Union Berlin will das Stadion an der Alten Försterei umbauen und sich für das Millionengeschäft Bundesliga rüsten. Klingt grauenhaft. Ist es aber nicht.
Das Stadion an der Alten Försterei erkennt man am Geruch. Nein, kein Moder. Nicht nach kühlem Stahl, der in der Luft liegt. Sondern nach Nackenkammsteak. Die werden direkt am Eingang auf offener Flamme gegrillt. Für Heim- und Gästefans. Als würde irgendein Dorfverein am Rande der Stadt einladen. Die perfekte Symbiose zwischen Profiverein und lokalen Sportplatz. Kann das noch besser werden? Es kann.
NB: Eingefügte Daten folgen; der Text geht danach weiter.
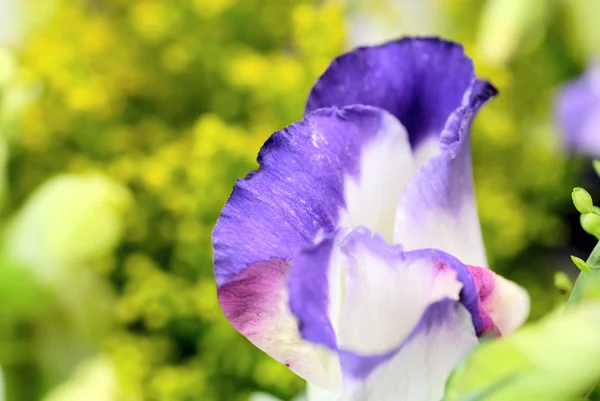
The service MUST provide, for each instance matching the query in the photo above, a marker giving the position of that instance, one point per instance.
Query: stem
(585, 278)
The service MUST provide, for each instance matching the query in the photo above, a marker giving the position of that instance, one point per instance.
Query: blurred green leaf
(555, 359)
(582, 200)
(581, 264)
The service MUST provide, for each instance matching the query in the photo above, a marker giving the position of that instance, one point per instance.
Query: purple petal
(419, 368)
(385, 292)
(255, 303)
(403, 321)
(314, 176)
(439, 200)
(503, 304)
(421, 81)
(299, 190)
(578, 112)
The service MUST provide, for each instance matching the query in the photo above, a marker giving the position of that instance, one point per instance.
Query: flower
(578, 112)
(350, 255)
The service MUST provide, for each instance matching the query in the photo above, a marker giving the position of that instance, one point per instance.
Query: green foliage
(582, 200)
(555, 359)
(165, 104)
(170, 102)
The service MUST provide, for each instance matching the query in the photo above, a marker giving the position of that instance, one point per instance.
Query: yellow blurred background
(124, 124)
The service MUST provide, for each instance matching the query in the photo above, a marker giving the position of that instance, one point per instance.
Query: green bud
(582, 200)
(591, 224)
(581, 265)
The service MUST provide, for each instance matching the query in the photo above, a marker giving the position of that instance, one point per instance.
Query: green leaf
(591, 224)
(582, 200)
(555, 359)
(563, 283)
(581, 265)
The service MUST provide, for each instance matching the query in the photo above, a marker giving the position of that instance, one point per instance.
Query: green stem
(585, 279)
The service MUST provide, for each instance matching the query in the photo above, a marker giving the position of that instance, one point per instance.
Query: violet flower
(350, 254)
(578, 112)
Gestern Abend stellte der 1. FC Union Berlin sein neues Stadionkonzept vor. Bis 2020 bundesligatauglich, lautet das Motto. Anstieg auf 37.000 Plätze unter Berücksichtigung aller DFL-Richtlinien. Das klingt grausam. Fällt die Alte Försterei jetzt dem modernen Fußball zum Opfer? Nur eine weitere, lieblose Stahlarena für möglichst viele Fußballfans und – vor allem – Kunden? Nein.
Das Herz schlägt höher
„Uns war es wichtig, dass dieser für unseren Verein historische Ort mit den Anforderungen der Zukunft wächst und dabei charakteristisch und einzigartig bleibt: Ein enges Stehplatzstadion, das unser Fußballherz höher schlagen lässt“, sagt Präsident Dirk Zingler. Stehplätze! Enge! Fußballherz!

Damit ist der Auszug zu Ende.